Ami Radunskaya
Настоящее имя: Ami Radunskaya
Об исполнителе:
Ami Radunskaya is an American mathematician, composer, and cellist specializing in new music who currently serves as a professor of mathematics at Pomona College. Radunskaya received her Bachelor's in mathematics from the University of California, Berkeley in 1986, followed by Ph.D. at Stanford University in 1992. After postdoctoral studies at Rice University, she joined the Pomona College faculty in 1994. Ami began playing cello at nine and performed with the Oakland Symphony Orchestra for seven years, joining when she was 16, right after graduating from high school. Radunskaya quit the orchestra to focus on experimental and electroacoustic music. She was a member of The Arch Ensemble for Experimental Music, co-founded by Robert Hughes (2) and Thomas Buckner. In the late 1970s, she performed throughout the United States and Europe with Donald Buchla, who built a custom Buchla 200 series synthesizer for her circa 1978–79 — retuned to her voice and interactively responsive to the performer's gestures. Dubbed the "Sili-Con Cello" after one of Radunskaya's compositions, it housed five modules in a 24"x18" wall-hanging case: Quad Function Generator 281, Quad Lowpass Gate 292C, "Source of Uncertainty" 266, Complex Wave Generator 259, and Preamplifier 270, plus a prototype A.I. binary counter.
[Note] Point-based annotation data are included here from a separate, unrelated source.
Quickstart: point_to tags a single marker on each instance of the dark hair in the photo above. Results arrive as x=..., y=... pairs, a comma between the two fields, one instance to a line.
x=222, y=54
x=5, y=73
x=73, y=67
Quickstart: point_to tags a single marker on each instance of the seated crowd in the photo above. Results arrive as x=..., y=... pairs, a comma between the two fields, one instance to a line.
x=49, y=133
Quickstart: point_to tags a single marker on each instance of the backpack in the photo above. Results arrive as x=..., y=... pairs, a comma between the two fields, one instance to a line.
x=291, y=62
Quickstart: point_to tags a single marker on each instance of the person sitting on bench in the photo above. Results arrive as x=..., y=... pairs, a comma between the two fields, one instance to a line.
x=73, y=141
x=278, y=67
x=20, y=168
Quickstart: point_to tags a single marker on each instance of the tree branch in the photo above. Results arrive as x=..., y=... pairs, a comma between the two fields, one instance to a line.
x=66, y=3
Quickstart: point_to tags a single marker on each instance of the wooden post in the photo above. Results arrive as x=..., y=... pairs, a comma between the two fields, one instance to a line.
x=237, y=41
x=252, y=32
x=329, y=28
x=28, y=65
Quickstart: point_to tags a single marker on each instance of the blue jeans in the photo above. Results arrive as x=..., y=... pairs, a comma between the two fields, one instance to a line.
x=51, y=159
With a microphone connected through a preamp and envelope generator, Sili-Con generates CV and gate signals from acoustic sounds, used by the binary counter to "play" the synth. During her Stanford tenure, Radunskaya also composed four pieces for Radio Baton controller developed by Max Mathews, which monitors arm gestures and uses them to "conduct" music electronically. One of these compositions, "A Wild and Reckless Place" (1990), was written in the Bohlen-Pierce scale.